Phase II clinical trial results for the drug esreboxetine in FM have just been reported in the journal Clinical Therapeutics, confirming its safety and efficacy in the treatment of FM. The results are interesting and warrant some discussion.

Esreboxetine is made by Pfizer, who are also responsible for Lyrica (pregabalin). However, esreboxetine acts by a different pharmacological mechanism. Its mode of action is to block the reuptake of the neurotransmitter norepinephrine, a molecule involved in pain and mood. Here it shares some commonality with duloxetine and milnacipran, which block the reuptake of both serotonin and norepinephrine in the brain. Therefore esreboxetine would be seen to be distinguishable from these SNRIs (Serotonin-Norepinephrine Reuptake Inhibitors).

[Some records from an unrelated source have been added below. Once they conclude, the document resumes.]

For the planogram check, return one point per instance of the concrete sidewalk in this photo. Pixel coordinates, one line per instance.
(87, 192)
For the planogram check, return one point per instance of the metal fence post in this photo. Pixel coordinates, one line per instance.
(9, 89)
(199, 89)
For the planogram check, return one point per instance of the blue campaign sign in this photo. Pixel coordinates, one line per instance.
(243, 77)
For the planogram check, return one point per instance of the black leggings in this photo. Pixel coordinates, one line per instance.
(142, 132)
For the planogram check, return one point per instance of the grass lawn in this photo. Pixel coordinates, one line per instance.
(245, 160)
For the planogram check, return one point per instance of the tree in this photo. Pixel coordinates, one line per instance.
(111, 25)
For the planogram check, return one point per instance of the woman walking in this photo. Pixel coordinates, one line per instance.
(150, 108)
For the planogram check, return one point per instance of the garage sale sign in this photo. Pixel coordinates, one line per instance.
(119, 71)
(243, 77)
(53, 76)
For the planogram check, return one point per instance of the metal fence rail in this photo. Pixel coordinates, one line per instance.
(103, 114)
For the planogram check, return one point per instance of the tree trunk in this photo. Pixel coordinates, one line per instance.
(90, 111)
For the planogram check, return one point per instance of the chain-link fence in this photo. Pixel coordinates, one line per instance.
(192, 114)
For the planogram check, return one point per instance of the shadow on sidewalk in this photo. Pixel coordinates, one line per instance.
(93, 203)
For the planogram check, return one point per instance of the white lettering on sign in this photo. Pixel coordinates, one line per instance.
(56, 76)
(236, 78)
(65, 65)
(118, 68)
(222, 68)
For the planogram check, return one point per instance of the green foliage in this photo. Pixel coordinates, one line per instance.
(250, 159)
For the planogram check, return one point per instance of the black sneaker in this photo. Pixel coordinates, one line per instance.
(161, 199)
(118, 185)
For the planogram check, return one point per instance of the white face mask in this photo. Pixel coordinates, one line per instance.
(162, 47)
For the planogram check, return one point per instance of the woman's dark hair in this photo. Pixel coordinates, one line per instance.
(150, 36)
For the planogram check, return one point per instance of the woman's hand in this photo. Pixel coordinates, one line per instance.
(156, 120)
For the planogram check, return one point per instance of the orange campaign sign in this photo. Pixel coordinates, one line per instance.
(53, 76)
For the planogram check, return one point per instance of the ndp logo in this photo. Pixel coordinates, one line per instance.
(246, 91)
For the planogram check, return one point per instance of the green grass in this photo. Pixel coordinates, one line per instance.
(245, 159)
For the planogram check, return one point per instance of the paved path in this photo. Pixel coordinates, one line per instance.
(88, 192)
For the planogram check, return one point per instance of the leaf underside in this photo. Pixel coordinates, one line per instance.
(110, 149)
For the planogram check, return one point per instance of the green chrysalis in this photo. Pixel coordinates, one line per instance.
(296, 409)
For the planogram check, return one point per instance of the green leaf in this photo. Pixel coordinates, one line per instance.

Over 260 FM patients were randomised to esreboxetine or placebo over the 8 week safety and efficacy Phase II clinical trial. Primary outcome measures of the trial were threefold – change in pain score (an eleven point scale, from 0 [no pain] to 10 [worst possible pain]), change in the FIQ (Fibromyalgia Impact Questionnaire) total score and the PGIC (Patient Global Impression of Change). The FIQ and PGIC are commonly used in FM clinical trials. The so called secondary outcome measures consisted of an assessment of the change in fatigue, patient function and health-related quality of life, in each case using other established questionnaires.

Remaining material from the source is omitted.